Why the disconnect? The simple answer is that starters, as a group, are better pitchers than relievers. Starting pitchers, after all, are throwing the bulk of your innings, and so at the 30,000-foot level, it nearly has to be this way if baseball teams are making efficient decisions.

Thus, wherever we set replacement level for starting pitchers and relievers, I think we need to stick to the 5:4 ratio between the two. This is only fair, particularly if we are going to give relief pitchers credit for pitching high-leverage innings. It is simply not that difficult to come up with a pitcher who can turn in a decent ERA pitching one inning every second or third day. For purposes of simplicity, in fact, let’s set replacement level at a 5.00 ERA for starting pitchers, and 4.00 for relievers. I recognize that this sets the replacement level bar a bit closer to league average than methods like VORP might assume, but considering my feelings on player valuation, this is somewhat intentional.

Throw all of these assumptions into a blender, and we find that a 2.00 ERA closer is roughly as valuable as a 3.69 ERA, 200-inning starting pitcher. For the sake of context, a 3.69 ERA would rank ninth among qualified American League starters, just behind Barry Zito:

              IP      ERA      Rep.

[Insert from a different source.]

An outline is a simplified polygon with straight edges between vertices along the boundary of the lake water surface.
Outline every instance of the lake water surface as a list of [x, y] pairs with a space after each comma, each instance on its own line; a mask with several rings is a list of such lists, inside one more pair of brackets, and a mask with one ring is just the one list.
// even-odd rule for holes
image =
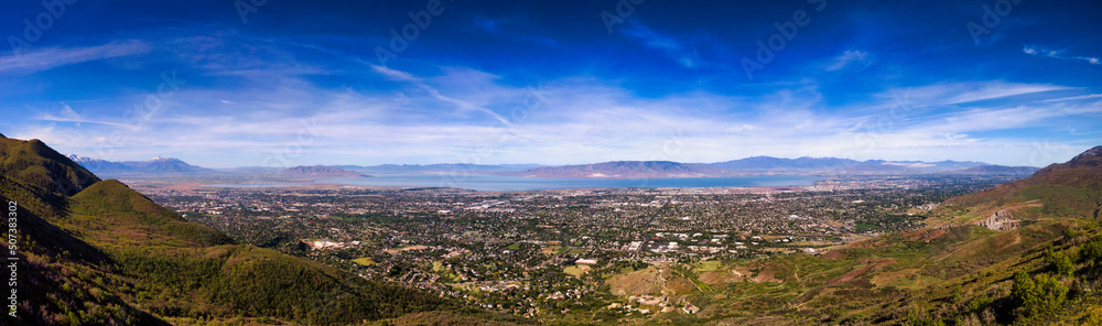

Lev.      Leverage     Value
----------------------------------------------------------------
Reliever      75      2.00      4.00             1.75       29.1
Starter      200      3.69      5.00             1.00       29.1

The question, then, is whether Papelbon could post an ERA as good as 3.69 as a starting pitcher. Actually, that is not the only question. We also need to know whether Papelbon is capable of pitching 200 innings as a starter without substantially increasing his risk of injury. But let’s stick with the rate performance question for now.

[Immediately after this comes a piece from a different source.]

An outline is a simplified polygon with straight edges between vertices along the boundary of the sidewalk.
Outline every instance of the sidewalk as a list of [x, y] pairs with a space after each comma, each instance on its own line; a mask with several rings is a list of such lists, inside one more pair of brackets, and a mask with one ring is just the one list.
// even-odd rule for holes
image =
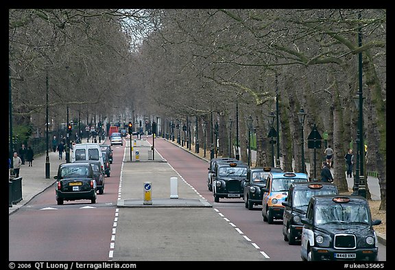
[[[202, 157], [200, 157], [198, 155], [194, 153], [194, 149], [189, 150], [185, 148], [181, 147], [176, 142], [167, 140], [175, 145], [178, 146], [180, 148], [184, 150], [189, 152], [192, 155], [195, 155], [201, 159]], [[8, 214], [12, 214], [17, 211], [21, 207], [27, 203], [30, 200], [34, 198], [36, 196], [43, 192], [46, 189], [50, 188], [56, 181], [53, 179], [53, 176], [56, 175], [58, 171], [58, 168], [59, 164], [62, 163], [65, 163], [65, 155], [63, 155], [63, 159], [59, 159], [58, 153], [50, 151], [49, 153], [49, 164], [50, 164], [50, 178], [45, 178], [45, 158], [46, 153], [43, 153], [41, 155], [35, 155], [34, 160], [33, 161], [33, 166], [29, 167], [28, 163], [27, 162], [25, 165], [23, 165], [21, 168], [20, 177], [22, 177], [22, 201], [16, 205], [12, 205], [12, 207], [8, 208]], [[207, 159], [203, 159], [208, 160]], [[370, 181], [376, 181], [378, 183], [378, 179], [375, 177], [368, 177], [369, 187], [370, 188], [371, 193], [373, 192], [372, 185], [371, 185]], [[350, 183], [349, 183], [350, 185]], [[351, 185], [352, 187], [352, 185]], [[158, 190], [158, 189], [161, 188], [160, 186], [156, 187], [156, 192], [168, 192], [168, 187], [163, 187], [165, 190]], [[376, 193], [372, 193], [376, 194]], [[379, 194], [380, 194], [379, 190]], [[122, 205], [119, 205], [122, 207]], [[206, 206], [206, 205], [204, 205]], [[383, 245], [385, 245], [385, 234], [377, 234], [378, 238]]]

As I described before, the typical relief pitcher would wind up with an ERA about 25% higher if he converted to the starting rotation. Thus, we might assume that Papelbon’s 2.00 ERA as a reliever would translate into a 2.50 ERA as a starter, which would certainly be the more valuable performance. But Papelbon is not a typical relief pitcher. Rather, he is in the 95th percentile for relief pitchers. There is simply not much precedent for a reliever of that quality being moved to the starting rotation. In fact, in only three cases in baseball history has a pitcher thrown at least 90% of his innings as a starter following a year in which he accumulated at least 25 saves and had an ERA of 3.00 or better. John Smoltz‘ conversion went well last season, but he had a history as an All-Star caliber starting pitcher. In the cases of Goose Gossage and Rick Aguilera, meanwhile, the results were fairly disastrous.

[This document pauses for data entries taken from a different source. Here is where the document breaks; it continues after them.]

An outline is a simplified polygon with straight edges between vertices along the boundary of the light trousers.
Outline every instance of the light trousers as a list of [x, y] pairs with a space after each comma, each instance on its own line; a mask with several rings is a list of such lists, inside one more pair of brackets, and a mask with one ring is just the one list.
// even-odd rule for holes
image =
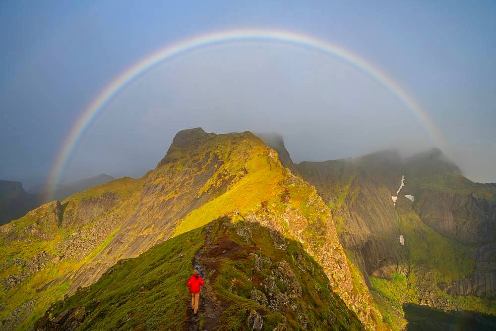
[[200, 301], [200, 293], [192, 293], [191, 294], [191, 308], [194, 313], [198, 311], [198, 302]]

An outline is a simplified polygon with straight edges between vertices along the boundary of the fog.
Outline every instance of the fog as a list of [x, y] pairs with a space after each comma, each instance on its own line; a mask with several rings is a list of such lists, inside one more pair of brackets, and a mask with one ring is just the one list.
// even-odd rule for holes
[[390, 91], [357, 68], [301, 47], [252, 42], [197, 50], [139, 77], [87, 129], [64, 178], [139, 176], [154, 167], [177, 131], [198, 126], [277, 132], [296, 163], [438, 147], [473, 180], [495, 174], [494, 154], [439, 146]]
[[442, 133], [359, 70], [288, 44], [231, 42], [151, 68], [91, 123], [62, 182], [139, 176], [179, 130], [284, 136], [295, 162], [441, 148], [496, 182], [496, 2], [0, 1], [0, 179], [46, 181], [92, 100], [164, 47], [238, 29], [309, 36], [397, 81]]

On the other hand, there are quite a number of cases in which starting pitchers–successful, unsuccessful, or somewhere in between–were converted to the bullpen. Just as the defensive spectrum is a one-way street, pitchers tend to move from starting to relief as their careers progress, and not the other way around. Next week, we’ll take a detailed look at that group of pitchers to determine if there are any characteristics that make a pitcher especially well adaptable to a relief role. Hint: the answer is yes, and they have some pretty interesting implications for Mssr. Papelbon.